И он ушел. Но нам почему-то не захотелось вылезать на улицу: мороз крепчал, а в доме тепло, печка пылает вовсю — в нее то и дело подбрасывают дрова, они щелкают, стреляют и так хорошо пахнут. В большой комнате лежат две медвежьи шкуры. Так хочется на них поваляться…
Хозяйка угадала наше желание. Она сказала:
— Да вы прилягте на шкуры — ведь с дороги, устали.
С Лариской мы проспали до утра прямо одетыми. Пока мы спали, Ленька, Маруся и Юрка шастали на лыжах.
— Мы были на берегу хваленого океана! — сказал Юрка.
— Никуда он не уйдет, этот ваш океан, мы еще его увидим, — сказала Лариска.
Но в ту сторону мы так и не выбрались. Зато Николай Емельянович повел нас в поселок к самому главному охотнику.

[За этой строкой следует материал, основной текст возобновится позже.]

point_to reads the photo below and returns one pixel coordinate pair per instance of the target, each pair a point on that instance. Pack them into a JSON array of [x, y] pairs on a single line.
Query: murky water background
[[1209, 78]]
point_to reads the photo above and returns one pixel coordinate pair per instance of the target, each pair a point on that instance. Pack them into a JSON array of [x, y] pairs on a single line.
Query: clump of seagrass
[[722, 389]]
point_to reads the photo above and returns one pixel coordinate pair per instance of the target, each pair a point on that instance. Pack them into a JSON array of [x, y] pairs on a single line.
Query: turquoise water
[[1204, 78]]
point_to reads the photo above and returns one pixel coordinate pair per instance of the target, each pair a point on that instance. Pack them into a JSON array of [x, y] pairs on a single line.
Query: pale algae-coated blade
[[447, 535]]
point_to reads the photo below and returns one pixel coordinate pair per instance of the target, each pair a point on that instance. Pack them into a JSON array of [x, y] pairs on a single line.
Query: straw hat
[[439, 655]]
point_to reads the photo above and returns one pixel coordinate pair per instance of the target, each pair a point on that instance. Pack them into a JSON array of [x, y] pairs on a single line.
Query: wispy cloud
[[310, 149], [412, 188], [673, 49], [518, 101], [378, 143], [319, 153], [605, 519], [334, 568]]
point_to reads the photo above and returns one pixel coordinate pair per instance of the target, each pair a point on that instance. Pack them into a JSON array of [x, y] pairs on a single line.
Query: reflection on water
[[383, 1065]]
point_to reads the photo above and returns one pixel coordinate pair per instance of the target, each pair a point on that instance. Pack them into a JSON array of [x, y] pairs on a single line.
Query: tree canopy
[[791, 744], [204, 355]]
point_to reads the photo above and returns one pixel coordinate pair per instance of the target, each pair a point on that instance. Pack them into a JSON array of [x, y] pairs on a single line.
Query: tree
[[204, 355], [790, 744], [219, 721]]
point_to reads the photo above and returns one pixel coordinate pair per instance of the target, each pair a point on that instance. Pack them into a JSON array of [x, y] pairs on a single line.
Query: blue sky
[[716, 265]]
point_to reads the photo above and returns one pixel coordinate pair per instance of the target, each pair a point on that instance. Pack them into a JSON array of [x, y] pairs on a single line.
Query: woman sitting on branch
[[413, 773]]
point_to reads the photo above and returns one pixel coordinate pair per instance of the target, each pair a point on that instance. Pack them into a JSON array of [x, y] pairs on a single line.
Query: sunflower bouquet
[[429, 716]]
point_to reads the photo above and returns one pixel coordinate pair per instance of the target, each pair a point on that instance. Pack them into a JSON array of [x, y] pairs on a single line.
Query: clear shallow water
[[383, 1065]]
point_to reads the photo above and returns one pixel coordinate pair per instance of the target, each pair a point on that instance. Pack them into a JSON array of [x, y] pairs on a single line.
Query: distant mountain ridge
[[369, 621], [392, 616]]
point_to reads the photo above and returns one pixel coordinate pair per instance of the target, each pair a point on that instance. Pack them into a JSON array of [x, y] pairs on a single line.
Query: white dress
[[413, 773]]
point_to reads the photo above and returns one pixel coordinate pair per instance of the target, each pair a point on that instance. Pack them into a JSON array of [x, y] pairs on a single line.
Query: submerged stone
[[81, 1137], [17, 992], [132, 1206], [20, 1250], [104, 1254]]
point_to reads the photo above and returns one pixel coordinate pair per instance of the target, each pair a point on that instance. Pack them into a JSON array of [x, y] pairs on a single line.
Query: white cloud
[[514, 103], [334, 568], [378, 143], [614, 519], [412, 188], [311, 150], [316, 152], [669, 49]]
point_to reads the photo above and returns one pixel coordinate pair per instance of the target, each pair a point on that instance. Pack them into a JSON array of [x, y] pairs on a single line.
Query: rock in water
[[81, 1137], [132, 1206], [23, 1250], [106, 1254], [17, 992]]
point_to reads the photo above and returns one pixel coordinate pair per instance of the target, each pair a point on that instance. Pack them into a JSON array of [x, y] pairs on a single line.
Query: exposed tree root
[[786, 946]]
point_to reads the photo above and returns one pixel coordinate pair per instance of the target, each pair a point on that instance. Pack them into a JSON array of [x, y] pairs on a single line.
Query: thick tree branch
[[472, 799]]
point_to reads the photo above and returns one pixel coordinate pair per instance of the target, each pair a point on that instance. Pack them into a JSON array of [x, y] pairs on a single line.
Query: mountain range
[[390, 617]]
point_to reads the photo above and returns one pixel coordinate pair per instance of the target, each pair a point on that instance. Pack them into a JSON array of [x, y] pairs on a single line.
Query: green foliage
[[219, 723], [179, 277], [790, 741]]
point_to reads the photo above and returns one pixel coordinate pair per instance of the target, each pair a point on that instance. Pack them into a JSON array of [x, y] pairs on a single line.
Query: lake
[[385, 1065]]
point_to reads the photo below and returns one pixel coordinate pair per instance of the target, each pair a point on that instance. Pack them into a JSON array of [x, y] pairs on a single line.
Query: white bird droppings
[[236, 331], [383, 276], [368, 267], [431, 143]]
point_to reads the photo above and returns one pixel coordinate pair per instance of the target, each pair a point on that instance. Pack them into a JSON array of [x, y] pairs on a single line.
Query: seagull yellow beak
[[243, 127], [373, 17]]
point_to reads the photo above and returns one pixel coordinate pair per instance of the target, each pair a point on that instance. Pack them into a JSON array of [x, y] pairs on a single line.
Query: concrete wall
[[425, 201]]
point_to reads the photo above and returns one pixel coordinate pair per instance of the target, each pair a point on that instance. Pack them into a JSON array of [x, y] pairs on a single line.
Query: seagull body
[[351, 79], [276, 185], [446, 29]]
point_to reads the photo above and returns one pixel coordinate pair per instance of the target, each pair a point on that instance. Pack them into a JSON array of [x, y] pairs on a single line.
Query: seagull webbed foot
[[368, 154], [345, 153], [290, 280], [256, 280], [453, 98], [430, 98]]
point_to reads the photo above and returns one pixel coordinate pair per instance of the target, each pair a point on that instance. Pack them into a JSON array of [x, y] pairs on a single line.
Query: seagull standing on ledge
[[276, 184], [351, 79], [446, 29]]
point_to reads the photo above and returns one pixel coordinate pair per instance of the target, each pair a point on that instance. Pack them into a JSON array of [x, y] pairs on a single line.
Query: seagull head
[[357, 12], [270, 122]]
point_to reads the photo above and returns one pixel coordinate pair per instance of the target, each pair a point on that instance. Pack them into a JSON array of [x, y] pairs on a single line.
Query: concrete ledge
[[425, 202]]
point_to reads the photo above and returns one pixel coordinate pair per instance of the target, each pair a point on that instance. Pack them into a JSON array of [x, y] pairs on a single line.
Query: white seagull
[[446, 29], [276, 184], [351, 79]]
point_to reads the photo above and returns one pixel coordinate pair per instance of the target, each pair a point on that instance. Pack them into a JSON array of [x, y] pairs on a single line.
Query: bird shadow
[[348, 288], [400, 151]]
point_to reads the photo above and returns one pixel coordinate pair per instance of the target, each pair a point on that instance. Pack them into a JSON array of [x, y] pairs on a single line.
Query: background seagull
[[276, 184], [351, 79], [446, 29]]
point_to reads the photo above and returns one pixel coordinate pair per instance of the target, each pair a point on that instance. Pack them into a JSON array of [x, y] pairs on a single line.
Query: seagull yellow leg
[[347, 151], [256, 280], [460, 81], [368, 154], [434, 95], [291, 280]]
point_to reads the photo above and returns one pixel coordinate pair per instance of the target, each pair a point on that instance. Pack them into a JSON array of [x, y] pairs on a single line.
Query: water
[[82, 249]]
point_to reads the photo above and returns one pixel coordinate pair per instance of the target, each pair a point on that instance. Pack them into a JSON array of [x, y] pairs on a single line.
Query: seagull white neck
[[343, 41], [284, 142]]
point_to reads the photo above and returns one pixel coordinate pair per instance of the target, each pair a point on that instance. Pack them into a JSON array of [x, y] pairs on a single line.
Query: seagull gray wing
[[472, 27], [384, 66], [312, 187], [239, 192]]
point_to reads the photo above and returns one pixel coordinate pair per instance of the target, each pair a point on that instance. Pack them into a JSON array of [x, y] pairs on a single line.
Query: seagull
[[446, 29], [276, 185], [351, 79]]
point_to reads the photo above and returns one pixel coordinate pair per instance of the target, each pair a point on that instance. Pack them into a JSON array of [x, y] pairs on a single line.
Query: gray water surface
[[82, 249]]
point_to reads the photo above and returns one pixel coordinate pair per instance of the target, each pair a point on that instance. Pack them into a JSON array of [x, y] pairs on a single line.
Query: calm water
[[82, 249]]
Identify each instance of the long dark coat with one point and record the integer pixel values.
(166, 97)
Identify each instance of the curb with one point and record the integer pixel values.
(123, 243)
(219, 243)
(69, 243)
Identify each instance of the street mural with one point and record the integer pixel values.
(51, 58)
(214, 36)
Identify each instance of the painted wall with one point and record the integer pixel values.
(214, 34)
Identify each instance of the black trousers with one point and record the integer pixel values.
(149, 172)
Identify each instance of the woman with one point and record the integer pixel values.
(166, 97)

Хозяева нас уже ждали. Когда Маруся входила в дом, она, конечно, не подозревала, что встретит свою тезку — очень странную, не похожую ни на одну Марусю в мире. Не успели мы поздороваться с Главным Охотником, женой нивха и их многочисленными детьми, как увидели двух медвежат. Одного звали Маша, другого — Саша. Сейчас у них был обед, и они сосали молочко ну точь-в-точь как маленькие дети, из бутылок с сосками. Мы, конечно, заохали, засюсюкали, присели на корточки и стали рассматривать.
— А я думала, что медведи лапу сосут, — сказала я.
— Однако нет, — возразил Главный Охотник, — все это сказки — про лапу; сколько брали медведей прямо из берлоги, лапы всегда сухие.
— Откуда они у вас взялись? — спросила Маруся.
— Должно быть, медведицу подстрелили, — сказал Ленька.
— Охотник правильно объясняет, — подтвердил Николай Емельянович. — Видно, они только-только родились, когда погибла их мамаша, верно, паря?
— Верно, верно, — закивал головой хозяин, — По кулаку были, слепые, как котята. Интересно: медведица огромная, а детей родит совсем-совсем маленьких.
Потом, когда медвежата насытились, мы стали с ними забавляться и такую кучу малу устроили, что нас с трудом утихомирили. Хозяин так смеялся, что его глаза превратились в черточки.
— Так нельзя, однако, зверя замучаете, — сказал он сквозь смех.
А маленькие нивхи стали рассказывать нам о проказах медвежат, как они скатерть со стола сдернули, а там стояли новенькие чайные чашечки. Как на шкаф лазят — видно, воображают, что это дерево в лесу. Им угол отгородили фанерой, так они терпели этот плен ровно день, а потом разнесли несчастную фанеру в щепки.